Le sang bouillonne avec force dans mes veines. Elle s'acharne à réduire en miettes ma capacité à me maîtriser, tel un ouragan qui emporte tout sur son passage. Or, je refuse de lui donner ce qu'elle désire. Après tout, comme elle l'a dit une fois, on n'a pas tout ce qu'on veut dans la vie.
— Je dis ça pour vous, pour éviter d'avoir des ennuis.
Elle vire complètement son visage vers le mien, penche sa tête de côté et simule un air ému.
— Oh, comme c'est mignon, McFly qui se soucie de nous.
— Au moins, j'ai le sens de l'empathie, contrairement à toi, Grincheux.
Aucun mot ne franchit ses lèvres, pourtant son regard s'enflamme d'une ferveur intense.
Touchée !
Je savoure intérieurement de ma petite victoire, tout en sachant qu'elle peut me répondre à n'importe quel moment.
À mon entrée dans les couloirs vides et familiers du lycée, un serrement douloureux étreint mon cœur. Tous mes sens demeurent en alerte. Si mes souvenirs sont bons, le concierge est supposé traîner dans les environs et pourrait débarquer à tout moment. Une averse de souvenirs s'abat sur mon esprit, troublant le rythme régulier de mon cœur. Ma première rencontre avec Grincheux, notre bourreau commun : Alex Rivers et sa bande, le proviseur Jareau. Ce funeste accident qui a marqué le début de ce cauchemar effroyable ayant laissé des traces indélébiles sur mon âme.
— Le concierge est toujours là ? je demande en chuchotant, tout en scrutant les environs.
Avec prestance et détermination, Grincheuse avance, les yeux rivés sur l'horizon.
— Ce n'est pas lui qu'il faut craindre. Plus maintenant, me répond-elle.
Le tourbillon de la confusion m'envahit.
— Sneiders a pris la relève du tyran, enchaîne Steven sans m'observer.
— Sneiders ? C'est qui ?
— Tu le saurais si tu n'avais pas disparu sans laisser la moindre trace.
La vache ! J'encaisse l'attaque de Grincheux. Face à l'absence de réponse adéquate, je préfère m'envelopper dans le manteau du silence et les suivre jusqu'à ce qu'ils pénètrent dans une salle de classe. Un sentiment de curiosité m'assaillit lorsque j'aperçois un enseignant, retranché derrière son bureau. Lorsqu'il relève la tête vers nous, un sourire de contentement se dessine sur ses traits.
Mais qu'est-ce qui se passe ? Qui est ce type ? Pourquoi on est venu le trouver ?
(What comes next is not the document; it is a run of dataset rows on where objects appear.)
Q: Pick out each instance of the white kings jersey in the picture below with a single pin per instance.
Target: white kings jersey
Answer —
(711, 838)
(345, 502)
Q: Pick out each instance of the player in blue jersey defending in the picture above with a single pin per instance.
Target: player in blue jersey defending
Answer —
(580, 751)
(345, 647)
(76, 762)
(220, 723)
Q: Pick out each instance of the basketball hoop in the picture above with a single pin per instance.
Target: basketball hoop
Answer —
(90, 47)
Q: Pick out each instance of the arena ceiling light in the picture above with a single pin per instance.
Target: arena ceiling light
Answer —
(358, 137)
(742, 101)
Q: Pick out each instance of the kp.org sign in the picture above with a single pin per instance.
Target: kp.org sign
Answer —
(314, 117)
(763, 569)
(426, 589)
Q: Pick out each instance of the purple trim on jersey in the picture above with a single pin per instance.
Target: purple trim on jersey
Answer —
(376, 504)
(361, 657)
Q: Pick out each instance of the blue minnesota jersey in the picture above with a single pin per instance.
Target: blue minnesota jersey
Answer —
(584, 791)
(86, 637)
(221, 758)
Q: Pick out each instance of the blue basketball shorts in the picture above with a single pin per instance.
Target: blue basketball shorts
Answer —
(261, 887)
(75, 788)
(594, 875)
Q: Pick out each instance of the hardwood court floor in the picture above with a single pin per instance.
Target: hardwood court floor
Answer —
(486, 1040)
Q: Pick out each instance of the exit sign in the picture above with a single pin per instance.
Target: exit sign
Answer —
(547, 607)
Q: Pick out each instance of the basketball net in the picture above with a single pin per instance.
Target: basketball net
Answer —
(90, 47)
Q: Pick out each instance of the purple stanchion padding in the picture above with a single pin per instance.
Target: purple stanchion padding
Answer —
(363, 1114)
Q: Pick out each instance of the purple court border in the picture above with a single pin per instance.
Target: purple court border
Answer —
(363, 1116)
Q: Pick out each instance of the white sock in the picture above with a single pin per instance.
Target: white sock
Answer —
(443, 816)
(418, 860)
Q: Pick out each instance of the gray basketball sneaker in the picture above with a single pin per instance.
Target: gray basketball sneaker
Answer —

Cette obscure absence d'éclaircissement m'oppresse la poitrine. Je ne supporte plus ces questions qui assomment mon encéphale. Je veux des réponses !
— Ce sont...
— Les autres âmes, répond Steven avec une confiance qui me déconcerte.
Je dévisage tout le monde avec une confusion partagée.
— Mais c'est quoi cette histoire d'âmes ? Quelqu'un peut bien m'expliquer ?
— L'âme vient du latin, anima qui signifie souffle ou respiration. C'est un principe vital et à la fois spirituel qui anime le corps d'un être vivant, qu'il soit humain, animal ou même végétal. Il existe plusieurs représentations symboliques de l'âme, tout comme différentes croyances. Mais dans la croyance religieuse, la notion de l'âme possède une plus grande importance. En effet, quand une personne meurt, son âme quitte son corps et se dirige vers l'au-delà, explique le type de la bibliothèque d'un naturel inquiétant.
Un long silence s'ensuit durant lequel on le dévisage tous avec ahurissement. D'où sort-il toute cette théorie que je serais incapable de retenir ? Il se mord la lèvre et laisse apparaître un sentiment de gêne quand il constate qu'il est devenu le centre de l'attention.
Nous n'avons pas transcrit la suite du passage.